I solved it a bit differently since I don't want that dependancy.
And this approach is intended when you present a controller modally, since the presenting controller wont reload when you dismiss the presented.
Anyway solution!
Instead you make a Singleton (mediator)
protocol ModalTransitionListener {
func popoverDismissed()
}
class ModalTransitionMediator {
/* Singleton */
class var instance: ModalTransitionMediator {
struct Static {
static let instance: ModalTransitionMediator = ModalTransitionMediator()
}
return Static.instance
}
private var listener: ModalTransitionListener?
private init() {
}
func setListener(listener: ModalTransitionListener) {
self.listener = listener
}
func sendPopoverDismissed(modelChanged: Bool) {
listener?.popoverDismissed()
}
}
Have you Presenting controller implement the protocol like this:
class PresentingController: ModalTransitionListener {
//other code
func viewDidLoad() {
ModalTransitionMediator.instance.setListener(self)
}
//required delegate func
func popoverDismissed() {
self.navigationController?.dismissViewControllerAnimated(true, completion: nil)
yourTableViev.reloadData() (if you use tableview)
}
}
and finally in your PresentedViewController in your viewDid/WillDisappear func or custom func add:
ModalTransitionMediator.instance.sendPopoverDismissed(true)

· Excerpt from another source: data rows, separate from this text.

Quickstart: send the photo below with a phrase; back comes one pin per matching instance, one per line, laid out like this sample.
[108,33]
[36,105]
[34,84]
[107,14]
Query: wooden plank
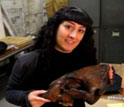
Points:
[2,32]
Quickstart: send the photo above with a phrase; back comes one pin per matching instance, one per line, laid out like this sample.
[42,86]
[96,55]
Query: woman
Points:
[64,44]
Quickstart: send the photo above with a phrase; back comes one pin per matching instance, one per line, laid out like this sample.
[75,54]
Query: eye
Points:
[68,26]
[81,30]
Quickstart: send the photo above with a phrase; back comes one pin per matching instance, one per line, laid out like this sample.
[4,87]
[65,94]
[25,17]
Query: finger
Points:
[37,92]
[110,72]
[42,99]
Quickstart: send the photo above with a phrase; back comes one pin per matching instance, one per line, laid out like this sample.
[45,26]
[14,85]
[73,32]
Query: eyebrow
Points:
[81,26]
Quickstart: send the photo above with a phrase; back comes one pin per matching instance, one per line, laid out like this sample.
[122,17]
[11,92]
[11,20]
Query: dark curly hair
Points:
[46,35]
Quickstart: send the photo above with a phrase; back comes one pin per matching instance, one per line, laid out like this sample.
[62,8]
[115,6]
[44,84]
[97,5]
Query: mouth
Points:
[70,42]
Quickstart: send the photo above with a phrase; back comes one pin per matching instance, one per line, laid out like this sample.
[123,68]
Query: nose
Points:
[73,34]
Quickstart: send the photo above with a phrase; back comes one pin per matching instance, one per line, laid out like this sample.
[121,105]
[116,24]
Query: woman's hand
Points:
[35,100]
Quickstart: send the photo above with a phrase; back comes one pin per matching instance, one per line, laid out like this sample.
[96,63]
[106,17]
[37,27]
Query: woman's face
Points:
[69,35]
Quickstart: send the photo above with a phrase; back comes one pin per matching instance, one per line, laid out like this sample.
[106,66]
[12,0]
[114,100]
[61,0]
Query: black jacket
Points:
[27,75]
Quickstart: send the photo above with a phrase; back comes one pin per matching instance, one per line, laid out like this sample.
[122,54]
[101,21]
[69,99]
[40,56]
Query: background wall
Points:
[108,17]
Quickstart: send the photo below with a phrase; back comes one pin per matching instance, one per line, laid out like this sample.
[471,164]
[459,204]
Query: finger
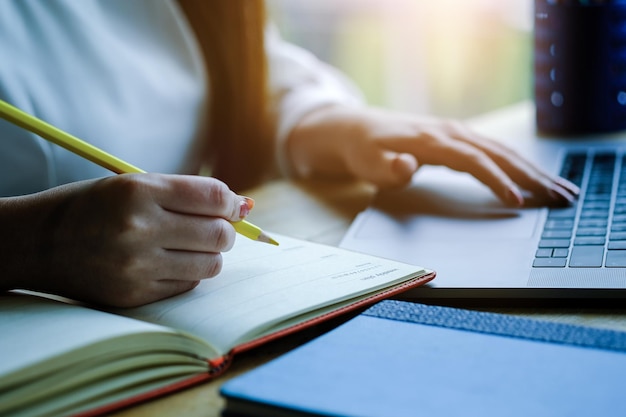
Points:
[464,157]
[188,232]
[385,168]
[184,266]
[547,188]
[202,196]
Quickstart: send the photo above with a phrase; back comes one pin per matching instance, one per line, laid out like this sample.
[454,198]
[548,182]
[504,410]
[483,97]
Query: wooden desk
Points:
[322,212]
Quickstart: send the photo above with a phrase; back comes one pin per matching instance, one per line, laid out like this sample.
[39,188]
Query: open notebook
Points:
[60,358]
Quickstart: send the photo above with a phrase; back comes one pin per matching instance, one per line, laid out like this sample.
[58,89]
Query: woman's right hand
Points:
[124,240]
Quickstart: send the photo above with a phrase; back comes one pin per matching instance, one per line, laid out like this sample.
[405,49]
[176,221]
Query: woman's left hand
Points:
[386,148]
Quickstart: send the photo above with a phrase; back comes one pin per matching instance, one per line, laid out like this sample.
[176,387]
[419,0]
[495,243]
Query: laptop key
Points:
[549,262]
[586,256]
[616,259]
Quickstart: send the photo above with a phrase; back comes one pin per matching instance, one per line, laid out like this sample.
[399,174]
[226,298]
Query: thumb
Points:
[394,169]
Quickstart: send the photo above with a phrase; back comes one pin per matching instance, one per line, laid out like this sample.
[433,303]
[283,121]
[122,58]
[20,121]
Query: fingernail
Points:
[514,197]
[246,205]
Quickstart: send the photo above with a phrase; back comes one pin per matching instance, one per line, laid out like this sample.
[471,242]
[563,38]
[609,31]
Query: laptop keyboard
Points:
[592,232]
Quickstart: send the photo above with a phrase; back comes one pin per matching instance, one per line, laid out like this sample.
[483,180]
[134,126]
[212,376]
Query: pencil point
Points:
[265,238]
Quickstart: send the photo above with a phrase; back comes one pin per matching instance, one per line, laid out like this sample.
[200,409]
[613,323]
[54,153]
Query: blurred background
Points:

You can simply reaload your data in viewDidAppear:, but that might cause the table to be refreshed unnecessarily in some cases.
A more flexible solution is to use protocols as you have correctly guessed.
Let's say the class name of your first tableViewController is Table1VC and the second one is Table2VC. You should define a protocol called Table2Delegate that will contain a single method such as table2WillDismissed.
protocol Table2Delegate {
func table2WillDismissed()
}
Then you should make your Table1VC instance conform to this protocol and reload your table within your implementation of the delegate method.
Of course in order for this to work, you should add a property to Table2VC that will hold the delegate:
weak var del: Table2Delegate?
and set its value to your Table1VC instance.
After you have set your delegate, just add a call to the delegate method right before calling the dismissViewControllerAnimated in your Table2VC instance.
del?.table2WillDismissed()
self.dismissViewControllerAnimated(true, completion: {})
This will give you precise control over when the table will get reloaded.